The claim is largely accurate. Multiple peer-reviewed studies, WHO data, and medical authority declarations confirm that unproven and pseudoscientific health practices are widespread — with documented harms including hundreds of thousands of preventable deaths from HIV denialism and billions in excess healthcare costs from vaccine hesitancy. However, the claim slightly overstates the case: commonly cited prevalence figures measure broad complementary/alternative medicine use, which includes some evidence-supported practices, not exclusively pseudoscientific treatments.
“Satellite flares are a commonly cited explanation for UFO sightings.”
The claim is well-supported. Multiple credible sources—including Science News, Popular Mechanics, The Debrief, EarthSky, and BBC Sky at Night Magazine—consistently identify satellite flares (both classic Iridium flares and newer Starlink flaring) as a recognized, frequently cited explanation for UFO/UAP sightings. Counterarguments pointing to pre-satellite-era cases or other mundane explanations like drones don't negate the claim, which only asserts satellite flares are "commonly cited"—not that they explain all sightings.
“Military pilots have confirmed that unidentified flying objects (UFOs) are alien spacecraft.”

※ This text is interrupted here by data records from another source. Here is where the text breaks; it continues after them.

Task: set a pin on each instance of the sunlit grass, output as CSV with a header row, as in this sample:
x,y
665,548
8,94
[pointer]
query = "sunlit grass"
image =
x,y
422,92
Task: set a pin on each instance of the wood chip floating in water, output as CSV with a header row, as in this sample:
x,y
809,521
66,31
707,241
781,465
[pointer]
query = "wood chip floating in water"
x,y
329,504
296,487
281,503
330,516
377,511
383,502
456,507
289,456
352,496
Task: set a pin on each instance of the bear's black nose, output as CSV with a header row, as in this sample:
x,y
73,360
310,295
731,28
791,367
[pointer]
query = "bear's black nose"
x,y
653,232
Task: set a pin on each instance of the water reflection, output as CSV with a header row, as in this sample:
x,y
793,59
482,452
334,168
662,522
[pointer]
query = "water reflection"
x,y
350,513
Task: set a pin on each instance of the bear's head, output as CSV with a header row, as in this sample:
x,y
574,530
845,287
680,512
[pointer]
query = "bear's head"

Military pilots have reported encountering unidentified objects with extraordinary flight characteristics, but none have confirmed these are alien spacecraft. The most prominent pilot witnesses — Fravor, Graves, and Dietrich — described anomalous phenomena without claiming extraterrestrial origin. The strongest "alien craft" assertions come from David Grusch, a former intelligence officer (not a pilot), whose claims are secondhand and self-admittedly unproven. The Pentagon's AARO has explicitly stated no investigation has confirmed any UAP as extraterrestrial technology.
“Most cryptocurrency trading bots consistently outperform the overall cryptocurrency market.”
This claim is not supported by the evidence. Multiple sources report that 73% of automated crypto trading accounts fail within six months, and that most retail bots barely break even. The high-return figures often cited come from cherry-picked top performers, vendor-promoted proprietary systems, or backtests — not representative samples. The fact that bots execute 80–89% of trading volume does not mean most individual bots are profitable; a small number of institutional systems account for the bulk of that activity. The evidence strongly indicates the opposite of this claim.
“Automated bots account for more than 50% of global internet traffic.”
The claim is largely supported by Imperva/Thales' 2025 Bad Bot Report, which found automated bots made up 51% of global web traffic in 2024 — the first time bots surpassed humans. However, this figure comes from a single cybersecurity vendor with commercial incentives, and most sources citing it are echoing the same dataset rather than providing independent confirmation. The 50% threshold is crossed by just one percentage point, and the broad definition of "bots" includes legitimate crawlers and API calls, which may overstate the threat implied by the claim.